The morning announcement came a bit earlier than advertised. A special sighting of a magnificent size drew many people to the outer decks and up to the bridge before 7:00 a.m. A large iceberg – later determined by glaciologist Andreas Alexander to have broken off from one of three tidewater glaciers of Greenland – arrived in Icelandic waters by means of ocean currents. We continued sailing to Isafjordur for an exciting afternoon of activities, including hikes, culture walks, and a bike tour.

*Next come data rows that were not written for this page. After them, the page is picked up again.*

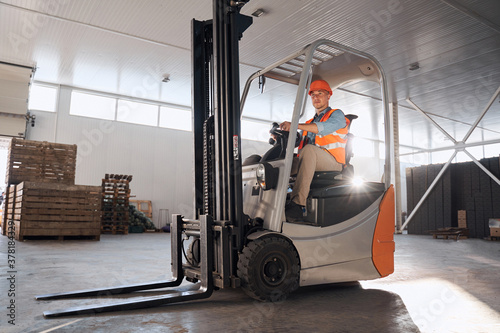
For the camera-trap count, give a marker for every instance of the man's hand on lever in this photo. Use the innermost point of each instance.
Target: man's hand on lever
(285, 126)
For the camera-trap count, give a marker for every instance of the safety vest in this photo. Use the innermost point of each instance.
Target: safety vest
(333, 143)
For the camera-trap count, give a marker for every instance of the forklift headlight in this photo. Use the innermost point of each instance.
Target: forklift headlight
(267, 176)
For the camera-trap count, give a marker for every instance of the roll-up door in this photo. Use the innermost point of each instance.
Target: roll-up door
(14, 92)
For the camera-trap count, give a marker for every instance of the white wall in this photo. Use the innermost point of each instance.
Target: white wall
(160, 160)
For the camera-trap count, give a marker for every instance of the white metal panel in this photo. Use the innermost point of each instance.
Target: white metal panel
(12, 126)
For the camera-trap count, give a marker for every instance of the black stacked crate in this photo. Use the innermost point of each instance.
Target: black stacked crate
(464, 186)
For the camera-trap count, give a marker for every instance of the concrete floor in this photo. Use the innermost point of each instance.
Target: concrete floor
(438, 286)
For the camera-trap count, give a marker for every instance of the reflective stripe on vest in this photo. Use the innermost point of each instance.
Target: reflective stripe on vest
(334, 143)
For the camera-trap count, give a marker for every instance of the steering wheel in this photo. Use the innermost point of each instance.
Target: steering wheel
(282, 138)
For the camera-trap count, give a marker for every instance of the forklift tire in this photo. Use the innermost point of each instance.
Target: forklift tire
(269, 269)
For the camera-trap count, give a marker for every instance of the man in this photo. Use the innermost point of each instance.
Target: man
(322, 147)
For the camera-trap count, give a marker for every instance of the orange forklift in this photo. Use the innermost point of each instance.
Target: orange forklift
(239, 236)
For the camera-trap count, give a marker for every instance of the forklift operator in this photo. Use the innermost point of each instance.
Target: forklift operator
(322, 147)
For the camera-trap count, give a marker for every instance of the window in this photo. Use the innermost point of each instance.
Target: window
(175, 118)
(89, 105)
(137, 113)
(42, 98)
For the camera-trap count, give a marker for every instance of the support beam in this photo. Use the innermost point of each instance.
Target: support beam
(459, 146)
(426, 194)
(397, 166)
(492, 176)
(431, 120)
(466, 137)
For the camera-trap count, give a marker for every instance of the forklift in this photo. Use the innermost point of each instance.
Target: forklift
(239, 236)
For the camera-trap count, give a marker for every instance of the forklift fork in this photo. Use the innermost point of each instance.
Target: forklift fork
(205, 290)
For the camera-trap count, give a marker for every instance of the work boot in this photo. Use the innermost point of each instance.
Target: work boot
(294, 212)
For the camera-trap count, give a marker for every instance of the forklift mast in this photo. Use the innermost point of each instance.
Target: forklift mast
(216, 116)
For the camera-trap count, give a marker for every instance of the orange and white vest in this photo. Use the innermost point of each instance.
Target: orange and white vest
(334, 143)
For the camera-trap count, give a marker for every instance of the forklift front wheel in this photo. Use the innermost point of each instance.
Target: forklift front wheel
(269, 269)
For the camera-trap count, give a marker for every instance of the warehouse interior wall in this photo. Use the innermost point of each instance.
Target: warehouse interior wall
(159, 159)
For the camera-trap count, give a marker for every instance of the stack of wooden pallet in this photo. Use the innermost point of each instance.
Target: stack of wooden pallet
(115, 203)
(51, 209)
(42, 162)
(41, 199)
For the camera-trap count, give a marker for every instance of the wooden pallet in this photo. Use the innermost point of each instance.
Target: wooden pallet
(57, 210)
(453, 233)
(40, 162)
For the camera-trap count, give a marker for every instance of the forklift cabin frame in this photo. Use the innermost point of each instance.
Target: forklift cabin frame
(316, 59)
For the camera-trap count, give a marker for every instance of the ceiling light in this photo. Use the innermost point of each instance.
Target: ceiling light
(259, 12)
(414, 66)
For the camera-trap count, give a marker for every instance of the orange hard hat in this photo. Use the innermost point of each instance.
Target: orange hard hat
(320, 85)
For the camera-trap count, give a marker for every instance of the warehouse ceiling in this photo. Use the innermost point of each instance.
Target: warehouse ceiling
(443, 54)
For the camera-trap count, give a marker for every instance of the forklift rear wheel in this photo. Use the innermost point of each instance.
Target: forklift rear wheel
(269, 269)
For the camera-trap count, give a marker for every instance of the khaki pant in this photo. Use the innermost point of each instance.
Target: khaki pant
(311, 159)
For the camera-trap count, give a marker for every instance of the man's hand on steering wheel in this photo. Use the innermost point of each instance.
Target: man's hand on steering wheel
(285, 126)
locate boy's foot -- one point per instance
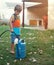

As we pulled into the bustling port in Isafjordur, the first group set off for the bike tour. The spectacular scenery did not disappoint as we peddled through fields of blooming purple lupine. The scent of flowers and the sound of cliffside waterfalls made for a truly sensory experience. We rode through tunnels and around fallen boulders from landslides along the seaside cliffs until we arrived at the Heritage Museum where we learned about the age-old tradition of shark fishing in the waters between Iceland and Greenland.

On other tours, guests enjoyed a hike to a waterfall that ended at a local brewery near the ship, flower garden tours, and a tasting tour.

We boarded the ship once again to make it to Vigur, a special island with only three year-round inhabitants and a huge number of nesting seabirds in the spring and summer months. We ended the day with cake prepared with fresh rhubarb from the garden, and it was a truly sweet ending to a spectacular day.